Vanessa R. Schwartz

Professor of Art History, History, and Critical Studies

University of Southern California

Director, Visual Studies Research Institute

Director, Visual Studies Graduate Certificate

Courtesy Appointment in the Department of French and Italian

Curriculum Vitae – Complete

Curriculum Vitae – Short

Vanessa R. Schwartz is Professor of Art History and History at the University of Southern California, where she directs the Visual Studies Research Institute and its graduate certificate program. A graduate of Princeton University (Magna Cum Laude and Phi Beta Kappa, 1986) she received her PhD in History at the University of California, Berkeley in 1993.

Schwartz specializes in 19th and 20th c. European and American visual culture, especially photography, film and design. Her latest monograph Jet Age Aesthetic: The Glamour of Motion in Motion was published by Yale University Press in 2020 and was supported by a Millard Meiss award from the College Art Association and a Furthermore Foundation grant. Related publications include with Jason Hill, an edited volume,  Getting the Picture: The Visual Culture of the News (2015). She is currently co-editing a volume about photobooks; is a co-PI on a Swiss National Research Fund project, directed by Jean-François Staszak about globe-trotters and the “tour du monde” (1869-1914). She is writing a new book about visual history in the age of technological reproducibility. She is co-curator of an exhibition at the French National Archives, to open in 2028, about news and photography. She recently published an essay about Taylor Swift’s “Getaway Car” and is writing about her in the context of the history of the world tour.

She served as a co-curator for “Enfin le cinéma!” which opened at the Musée d’Orsay in Paris, September 2021, and co-curator of the related show “City of Cinema: Paris 1850-1907” which opened at LACMA in February 2022.

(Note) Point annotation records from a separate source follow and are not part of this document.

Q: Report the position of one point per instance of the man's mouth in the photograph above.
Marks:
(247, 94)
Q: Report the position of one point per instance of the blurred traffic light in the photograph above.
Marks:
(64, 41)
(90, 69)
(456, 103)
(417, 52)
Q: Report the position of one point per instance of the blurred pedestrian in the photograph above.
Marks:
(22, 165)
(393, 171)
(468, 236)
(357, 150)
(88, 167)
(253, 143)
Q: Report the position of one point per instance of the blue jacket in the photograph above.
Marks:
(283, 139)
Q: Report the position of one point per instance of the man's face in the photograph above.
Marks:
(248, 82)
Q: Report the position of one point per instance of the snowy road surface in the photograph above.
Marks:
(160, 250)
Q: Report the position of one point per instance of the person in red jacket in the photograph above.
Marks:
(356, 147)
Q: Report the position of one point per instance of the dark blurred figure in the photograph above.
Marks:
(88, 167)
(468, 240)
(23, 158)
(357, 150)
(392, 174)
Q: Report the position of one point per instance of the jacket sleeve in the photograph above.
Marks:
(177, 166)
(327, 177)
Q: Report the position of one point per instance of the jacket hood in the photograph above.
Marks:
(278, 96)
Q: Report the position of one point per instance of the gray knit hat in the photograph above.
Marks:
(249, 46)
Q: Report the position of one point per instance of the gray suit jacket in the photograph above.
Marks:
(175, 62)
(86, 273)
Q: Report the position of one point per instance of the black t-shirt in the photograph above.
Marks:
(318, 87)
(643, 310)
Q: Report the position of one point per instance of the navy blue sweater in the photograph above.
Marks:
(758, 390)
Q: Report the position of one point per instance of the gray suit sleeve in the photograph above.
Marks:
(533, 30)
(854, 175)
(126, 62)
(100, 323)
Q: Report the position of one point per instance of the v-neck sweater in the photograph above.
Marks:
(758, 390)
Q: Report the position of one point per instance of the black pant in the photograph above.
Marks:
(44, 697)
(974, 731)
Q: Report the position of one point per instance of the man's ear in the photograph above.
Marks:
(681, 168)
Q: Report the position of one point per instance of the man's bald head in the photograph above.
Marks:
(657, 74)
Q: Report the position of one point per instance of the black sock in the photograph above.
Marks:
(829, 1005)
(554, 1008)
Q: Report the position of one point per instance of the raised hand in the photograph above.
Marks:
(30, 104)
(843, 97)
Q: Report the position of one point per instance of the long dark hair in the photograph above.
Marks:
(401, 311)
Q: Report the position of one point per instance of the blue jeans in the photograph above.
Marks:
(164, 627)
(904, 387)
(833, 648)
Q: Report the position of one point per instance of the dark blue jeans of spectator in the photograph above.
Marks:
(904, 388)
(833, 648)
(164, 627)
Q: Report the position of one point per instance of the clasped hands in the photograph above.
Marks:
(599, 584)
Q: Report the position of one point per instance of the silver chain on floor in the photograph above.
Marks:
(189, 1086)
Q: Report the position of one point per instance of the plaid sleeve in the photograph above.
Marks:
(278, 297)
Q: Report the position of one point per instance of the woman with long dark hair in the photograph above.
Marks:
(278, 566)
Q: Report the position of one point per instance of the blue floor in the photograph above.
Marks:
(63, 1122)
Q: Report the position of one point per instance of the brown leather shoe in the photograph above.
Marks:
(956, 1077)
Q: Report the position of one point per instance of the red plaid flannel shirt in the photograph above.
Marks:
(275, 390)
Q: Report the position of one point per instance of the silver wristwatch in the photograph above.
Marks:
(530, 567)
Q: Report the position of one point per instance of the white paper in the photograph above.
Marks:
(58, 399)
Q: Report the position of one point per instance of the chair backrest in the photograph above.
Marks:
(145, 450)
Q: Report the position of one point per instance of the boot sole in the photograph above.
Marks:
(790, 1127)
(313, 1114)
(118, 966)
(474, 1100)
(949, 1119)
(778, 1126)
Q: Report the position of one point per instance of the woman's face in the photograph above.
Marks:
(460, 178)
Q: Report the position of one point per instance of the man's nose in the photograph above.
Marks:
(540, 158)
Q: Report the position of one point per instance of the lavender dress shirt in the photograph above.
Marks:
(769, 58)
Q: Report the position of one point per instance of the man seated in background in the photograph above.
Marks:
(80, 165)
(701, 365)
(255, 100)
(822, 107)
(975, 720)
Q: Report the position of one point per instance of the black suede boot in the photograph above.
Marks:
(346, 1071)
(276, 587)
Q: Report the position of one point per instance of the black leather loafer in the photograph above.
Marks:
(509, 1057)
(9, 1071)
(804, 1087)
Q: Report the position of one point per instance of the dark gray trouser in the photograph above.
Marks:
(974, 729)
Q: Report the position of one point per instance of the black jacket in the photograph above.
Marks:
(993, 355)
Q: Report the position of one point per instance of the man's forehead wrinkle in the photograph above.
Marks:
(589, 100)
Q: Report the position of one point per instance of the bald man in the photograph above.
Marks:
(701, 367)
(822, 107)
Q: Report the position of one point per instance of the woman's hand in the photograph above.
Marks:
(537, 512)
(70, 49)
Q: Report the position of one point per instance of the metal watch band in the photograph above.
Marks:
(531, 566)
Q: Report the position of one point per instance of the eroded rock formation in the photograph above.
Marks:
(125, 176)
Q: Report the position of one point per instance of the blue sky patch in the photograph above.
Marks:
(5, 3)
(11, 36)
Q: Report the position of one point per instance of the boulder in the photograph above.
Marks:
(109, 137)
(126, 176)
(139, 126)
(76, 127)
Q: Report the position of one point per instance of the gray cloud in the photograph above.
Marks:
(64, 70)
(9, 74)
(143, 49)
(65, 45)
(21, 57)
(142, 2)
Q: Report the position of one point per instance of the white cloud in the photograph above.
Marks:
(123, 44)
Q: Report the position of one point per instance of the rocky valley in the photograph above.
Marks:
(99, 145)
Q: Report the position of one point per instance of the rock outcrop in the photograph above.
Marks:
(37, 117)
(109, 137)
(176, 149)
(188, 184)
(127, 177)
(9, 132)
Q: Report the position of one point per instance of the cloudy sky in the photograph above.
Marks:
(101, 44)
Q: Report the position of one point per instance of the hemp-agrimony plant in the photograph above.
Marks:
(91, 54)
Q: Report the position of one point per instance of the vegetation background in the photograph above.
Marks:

She has written extensively about Paris in the late 19th century and the origins of mass visual culture in her books Spectacular Realities: Early Mass Culture in fin-de-siècle Paris (1998); Cinema and the Invention of Modern Life (1995) and It’s So French! Hollywood, Paris and the Making of Cosmopolitan Film Culture (2007). She is also the author of Modern France: A Very Short Introduction (2011).

She has been awarded many fellowships and grants, notably from the Mellon Foundation, the Getty Research Institute, The Cullman Center at the New York Public Library, the Fonds National de la Recherche Scientifique, and a Guggenheim Fellowship. She has held distinguished professorships at Stanford, the Ecole des Hautes Etudes, Paris; the University of Geneva, the Sorbonne, McGill and the Hebrew University.

She has advised PhD students and post-doctoral fellows in Art History, History and Media Studies. She is proud of their many publications and placement record as professors, curators and writers.